# Still learning!!



## Robert A. (Jan 8, 2009)

Well i am still learning. but i hope i am making progress?? Havent seen any calls posted lately.


----------



## liftologist (Dec 8, 2007)

Very nice !!! Care to give me a lesson.... My call turning needs some work.!


----------



## bill (May 21, 2004)

Very nice...but you got to give wood and finish details lol


----------



## lady linda (Nov 25, 2008)

Nice, line up your wood grain. What finish are you using ? Keep up the work it takes time and practice. They both look very good.
LL


----------



## 3192 (Dec 30, 2004)

Good looking calls! gb


----------



## Robert A. (Jan 8, 2009)

bill said:


> Very nice...but you got to give wood and finish details lol


Thanks you all for your kind words and guidiance.

Left is Kingwood And the right is Olive. Still working on my finish, Tung oil high gloss then buffed and polished then waxed and buffed. I need some lessons in photgraphy as well.. LOL

Any suggestions on a good finish and polish is helpful!!

RA


----------



## EndTuition (May 24, 2004)

The Kingwood sure looks like Cocobolo ! Olive wood is always beautiful.
Those calls are really nice, did you use your custom toneboard jig on them ?

As far as the finish any oil that dries hard ought to work. You still need to sand or wet sand to at least 800 before you start any polishing. I polish with Tripoli (the most important step) then buff with White Diamond, then wax with pure Carnauba wax. Tripoli is red, the method is called "Red, White, Wax" ,and this is the tried and true method perfected by pen turners.

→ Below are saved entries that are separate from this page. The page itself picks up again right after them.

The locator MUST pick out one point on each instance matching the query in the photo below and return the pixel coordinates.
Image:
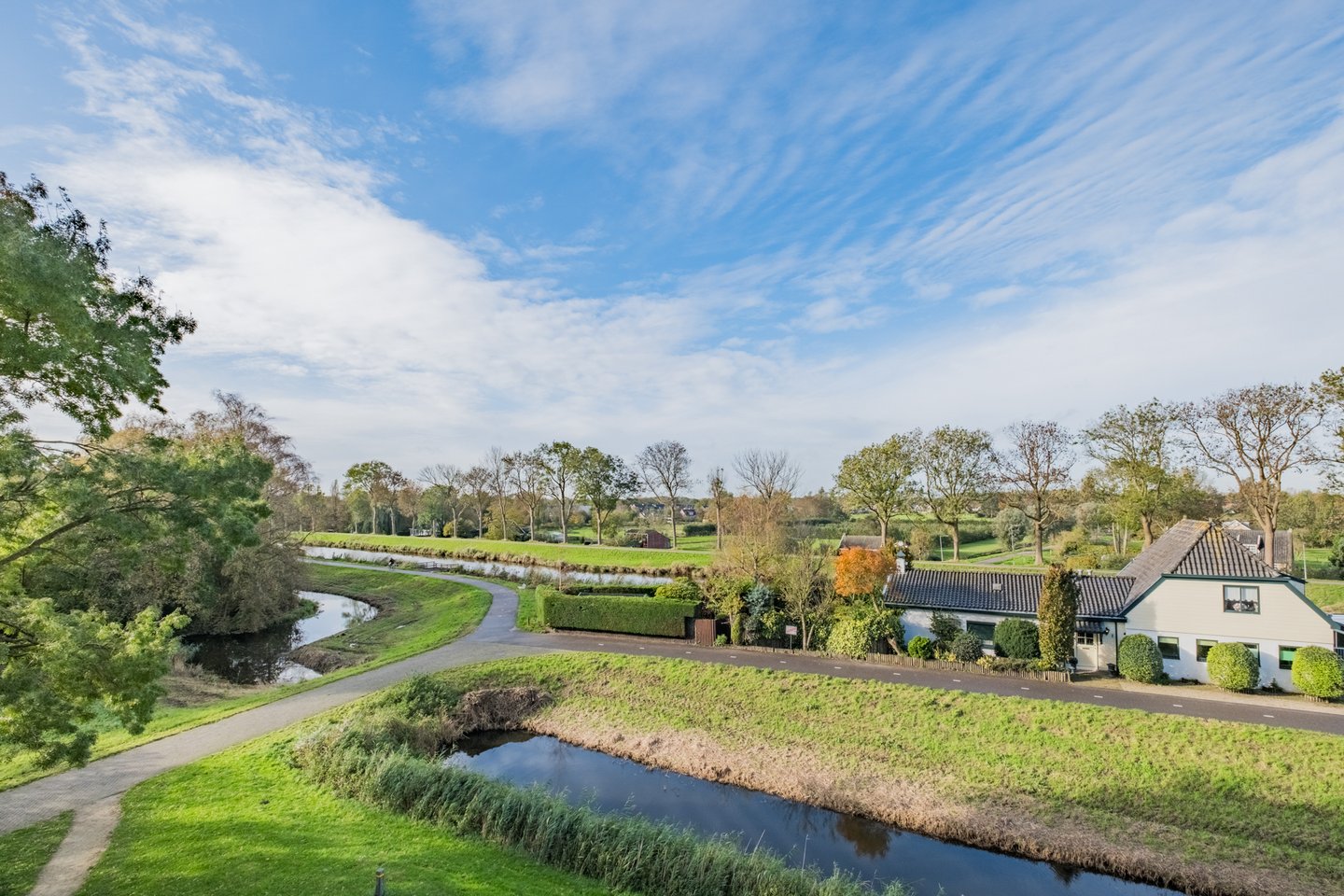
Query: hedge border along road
(415, 614)
(611, 613)
(592, 558)
(1202, 805)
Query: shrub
(1319, 673)
(967, 648)
(1017, 639)
(679, 590)
(1231, 665)
(919, 648)
(1139, 658)
(944, 626)
(610, 613)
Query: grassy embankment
(1207, 805)
(24, 853)
(415, 614)
(578, 556)
(246, 823)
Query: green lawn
(24, 853)
(245, 823)
(1327, 595)
(1240, 798)
(418, 613)
(598, 558)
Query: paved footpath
(497, 637)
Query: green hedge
(1231, 665)
(1140, 658)
(611, 613)
(1319, 673)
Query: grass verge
(415, 614)
(246, 823)
(1204, 805)
(595, 558)
(24, 853)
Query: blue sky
(417, 230)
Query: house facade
(1191, 589)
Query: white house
(1194, 587)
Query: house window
(983, 630)
(1240, 598)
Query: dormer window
(1240, 598)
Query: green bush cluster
(679, 590)
(919, 648)
(1017, 639)
(1139, 658)
(1319, 673)
(611, 613)
(625, 852)
(967, 648)
(1231, 665)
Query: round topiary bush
(1319, 673)
(1231, 665)
(967, 648)
(1017, 639)
(919, 648)
(1139, 658)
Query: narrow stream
(262, 657)
(873, 850)
(484, 567)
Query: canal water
(485, 567)
(820, 837)
(262, 657)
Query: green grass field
(1190, 791)
(578, 555)
(245, 823)
(24, 853)
(1327, 595)
(420, 614)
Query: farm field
(1210, 802)
(578, 555)
(415, 614)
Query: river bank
(1202, 806)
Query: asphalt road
(497, 638)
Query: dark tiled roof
(1101, 596)
(1195, 547)
(870, 541)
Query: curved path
(497, 638)
(46, 797)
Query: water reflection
(262, 657)
(827, 838)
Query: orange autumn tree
(861, 572)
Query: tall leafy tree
(665, 468)
(1035, 468)
(879, 479)
(1254, 437)
(604, 481)
(1058, 614)
(958, 469)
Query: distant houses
(1197, 584)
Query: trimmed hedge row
(611, 613)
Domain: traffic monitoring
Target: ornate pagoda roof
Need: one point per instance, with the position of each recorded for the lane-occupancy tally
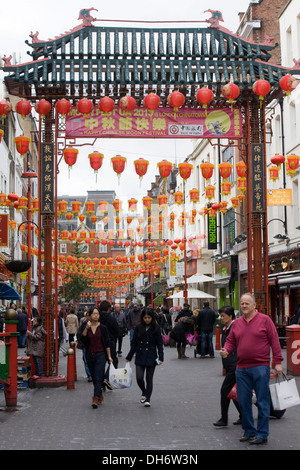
(96, 60)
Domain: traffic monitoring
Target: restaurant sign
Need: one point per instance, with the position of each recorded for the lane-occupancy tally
(161, 122)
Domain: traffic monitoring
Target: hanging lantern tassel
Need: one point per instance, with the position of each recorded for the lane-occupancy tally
(96, 160)
(141, 167)
(118, 163)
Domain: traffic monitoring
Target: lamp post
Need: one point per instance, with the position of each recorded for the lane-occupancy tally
(29, 174)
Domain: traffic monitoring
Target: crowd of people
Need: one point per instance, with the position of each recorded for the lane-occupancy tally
(99, 332)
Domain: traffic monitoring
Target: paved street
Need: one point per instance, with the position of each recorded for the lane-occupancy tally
(185, 403)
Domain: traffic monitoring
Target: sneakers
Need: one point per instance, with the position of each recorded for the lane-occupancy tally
(220, 423)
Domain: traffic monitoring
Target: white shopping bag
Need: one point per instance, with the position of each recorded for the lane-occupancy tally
(120, 378)
(284, 394)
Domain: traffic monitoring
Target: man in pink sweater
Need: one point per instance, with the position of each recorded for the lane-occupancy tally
(254, 335)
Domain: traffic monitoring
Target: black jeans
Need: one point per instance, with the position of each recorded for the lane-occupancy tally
(227, 385)
(96, 364)
(148, 387)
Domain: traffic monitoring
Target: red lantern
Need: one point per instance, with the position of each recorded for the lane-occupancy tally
(43, 107)
(141, 167)
(96, 160)
(147, 201)
(118, 164)
(204, 96)
(274, 173)
(194, 195)
(84, 106)
(241, 169)
(176, 100)
(23, 107)
(22, 144)
(292, 163)
(162, 200)
(5, 108)
(231, 92)
(226, 187)
(62, 206)
(117, 203)
(210, 192)
(185, 170)
(207, 170)
(288, 83)
(242, 184)
(165, 168)
(63, 106)
(70, 156)
(225, 169)
(234, 202)
(132, 204)
(76, 207)
(261, 88)
(106, 104)
(152, 101)
(90, 207)
(127, 103)
(278, 159)
(178, 197)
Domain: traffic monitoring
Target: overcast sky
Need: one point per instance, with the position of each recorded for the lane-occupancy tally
(53, 18)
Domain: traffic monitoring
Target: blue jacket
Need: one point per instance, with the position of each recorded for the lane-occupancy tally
(147, 347)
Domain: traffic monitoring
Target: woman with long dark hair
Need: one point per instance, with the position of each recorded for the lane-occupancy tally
(147, 345)
(96, 340)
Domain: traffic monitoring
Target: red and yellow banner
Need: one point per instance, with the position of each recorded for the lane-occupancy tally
(160, 122)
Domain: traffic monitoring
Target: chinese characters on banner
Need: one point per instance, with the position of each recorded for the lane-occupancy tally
(160, 122)
(47, 178)
(3, 229)
(258, 180)
(212, 233)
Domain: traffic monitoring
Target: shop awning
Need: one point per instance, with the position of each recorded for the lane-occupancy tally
(147, 290)
(192, 294)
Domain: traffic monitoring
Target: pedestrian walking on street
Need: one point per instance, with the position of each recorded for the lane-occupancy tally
(83, 321)
(147, 345)
(22, 327)
(95, 337)
(71, 323)
(253, 335)
(134, 318)
(120, 318)
(205, 320)
(178, 334)
(36, 345)
(229, 365)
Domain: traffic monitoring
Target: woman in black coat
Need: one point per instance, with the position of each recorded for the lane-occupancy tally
(229, 364)
(184, 326)
(147, 345)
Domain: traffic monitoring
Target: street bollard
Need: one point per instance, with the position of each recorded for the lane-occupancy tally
(73, 346)
(71, 369)
(218, 338)
(11, 386)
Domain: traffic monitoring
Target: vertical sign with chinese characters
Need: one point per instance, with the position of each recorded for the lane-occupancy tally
(258, 180)
(212, 233)
(3, 229)
(47, 178)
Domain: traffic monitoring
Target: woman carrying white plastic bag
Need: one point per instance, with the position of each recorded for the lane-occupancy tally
(147, 345)
(120, 378)
(284, 394)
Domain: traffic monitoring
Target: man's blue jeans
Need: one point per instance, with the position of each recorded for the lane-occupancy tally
(207, 337)
(257, 379)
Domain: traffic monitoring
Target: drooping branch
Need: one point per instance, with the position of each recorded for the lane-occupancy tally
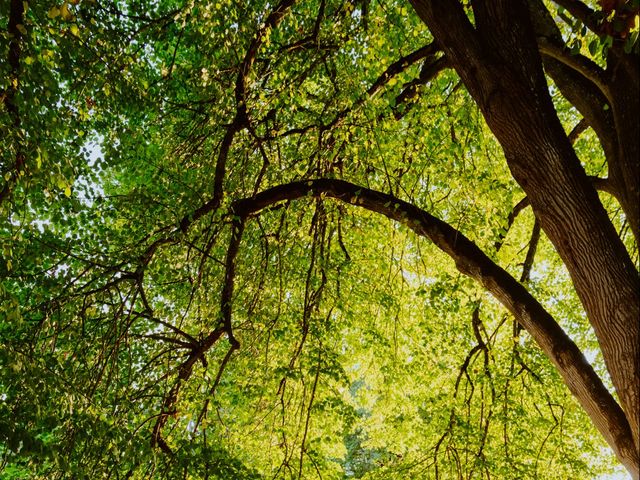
(577, 373)
(241, 119)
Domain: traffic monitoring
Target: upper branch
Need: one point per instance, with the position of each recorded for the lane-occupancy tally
(582, 12)
(577, 373)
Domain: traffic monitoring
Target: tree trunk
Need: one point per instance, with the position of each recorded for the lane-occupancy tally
(498, 61)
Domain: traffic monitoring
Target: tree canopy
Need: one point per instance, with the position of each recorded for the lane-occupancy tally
(319, 239)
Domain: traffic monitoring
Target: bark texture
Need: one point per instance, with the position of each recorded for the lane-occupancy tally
(498, 60)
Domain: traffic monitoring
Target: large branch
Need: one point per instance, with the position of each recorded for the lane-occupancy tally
(577, 373)
(507, 82)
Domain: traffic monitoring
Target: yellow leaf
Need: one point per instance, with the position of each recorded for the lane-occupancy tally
(64, 11)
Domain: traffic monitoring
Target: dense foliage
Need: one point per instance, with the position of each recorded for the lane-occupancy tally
(151, 328)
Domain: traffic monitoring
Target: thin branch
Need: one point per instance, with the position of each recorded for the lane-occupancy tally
(577, 373)
(581, 64)
(582, 12)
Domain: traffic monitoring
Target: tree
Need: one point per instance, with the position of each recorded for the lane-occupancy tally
(200, 278)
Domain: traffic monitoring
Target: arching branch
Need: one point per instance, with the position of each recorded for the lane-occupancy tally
(577, 373)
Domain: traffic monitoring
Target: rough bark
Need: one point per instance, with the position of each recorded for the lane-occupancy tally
(499, 63)
(577, 373)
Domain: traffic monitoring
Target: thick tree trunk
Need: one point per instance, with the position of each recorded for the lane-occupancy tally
(499, 63)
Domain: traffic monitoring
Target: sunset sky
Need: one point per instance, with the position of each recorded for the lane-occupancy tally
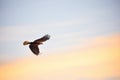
(84, 43)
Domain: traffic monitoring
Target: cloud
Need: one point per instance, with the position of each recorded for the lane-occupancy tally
(98, 61)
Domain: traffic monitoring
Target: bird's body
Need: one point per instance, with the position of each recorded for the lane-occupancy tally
(34, 45)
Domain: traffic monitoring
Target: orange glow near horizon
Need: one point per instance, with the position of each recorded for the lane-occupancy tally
(97, 61)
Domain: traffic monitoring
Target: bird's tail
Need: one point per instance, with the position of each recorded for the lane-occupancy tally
(26, 42)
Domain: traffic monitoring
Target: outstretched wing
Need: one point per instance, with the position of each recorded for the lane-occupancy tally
(44, 38)
(34, 48)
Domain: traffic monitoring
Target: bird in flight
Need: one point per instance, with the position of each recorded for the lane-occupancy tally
(34, 45)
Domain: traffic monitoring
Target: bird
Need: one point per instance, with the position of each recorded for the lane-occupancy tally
(34, 45)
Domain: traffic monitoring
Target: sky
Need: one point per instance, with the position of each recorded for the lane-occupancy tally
(84, 43)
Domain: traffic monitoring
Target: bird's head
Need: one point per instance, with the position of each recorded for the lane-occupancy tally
(26, 42)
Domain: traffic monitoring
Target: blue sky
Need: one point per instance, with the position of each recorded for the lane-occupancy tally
(69, 22)
(78, 19)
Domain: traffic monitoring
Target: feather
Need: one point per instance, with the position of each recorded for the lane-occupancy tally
(34, 48)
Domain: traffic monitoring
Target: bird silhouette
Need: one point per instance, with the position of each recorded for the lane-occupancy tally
(34, 45)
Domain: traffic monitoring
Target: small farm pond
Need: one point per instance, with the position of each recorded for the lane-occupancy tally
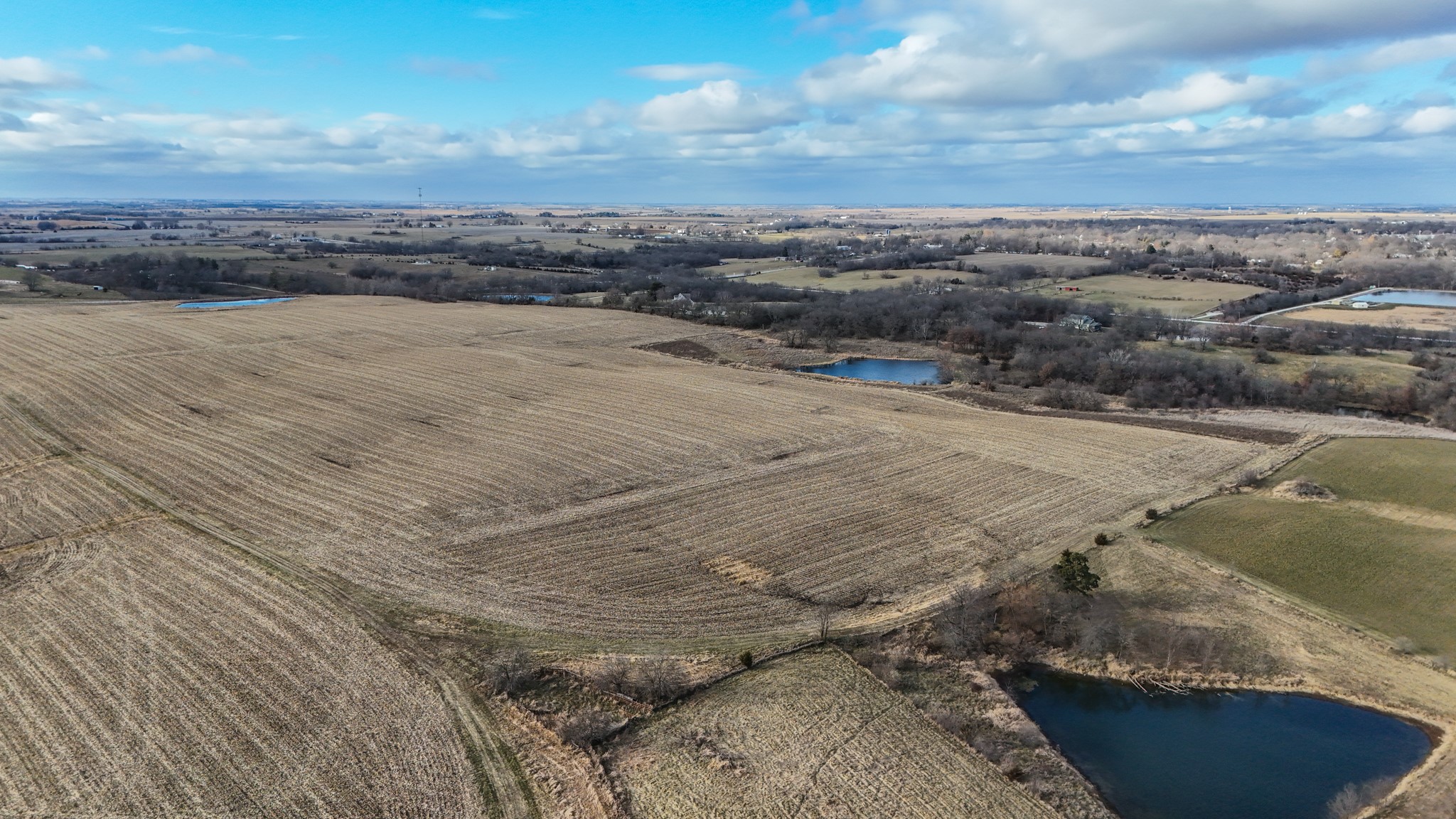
(237, 304)
(1420, 298)
(1216, 755)
(882, 369)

I stopped using Boiled Linseed Oil (BLO) because it takes sooooo long to dry, and it's a fire hazard. It worked really well for bringing out the grain and figure, but it was just too slow to dry. I recently switched to Minwax 209. It's FAST, seals just as well (maybe better), and brings out the depth of the figure even better in my opinion.


----------



## Tortuga (May 21, 2004)

I'd say you wuz 'learning' pretty good, Richard...Are ya sure you ain't a 'ringer' slipping in here on us...??:rotfl:

Beautiful work..beautiful wood...luv the grain/markings on both of em..


----------



## EndTuition (May 24, 2004)

Tortuga said:


> I'd say you wuz 'learning' pretty good, Richard...Are ya sure you ain't a 'ringer' slipping in here on us...??:rotfl:
> 
> Beautiful work..beautiful wood...luv the grain/markings on both of em..


Call shark !


----------



## Robert A. (Jan 8, 2009)

EndTuition said:


> Call shark !


Ha Ha Ha!! THank you all for your Support!!

Oh sorry Richard, I meant to also say I didn't use an insert on them, I made the toneboards by hand. The olive sounds good to me and the kingwood well needs some tuning or something LOL!! Also the Stainless Steel band is one of mine I had turned down on a lathe from some old Stainless pipe i had laying around.

RA


----------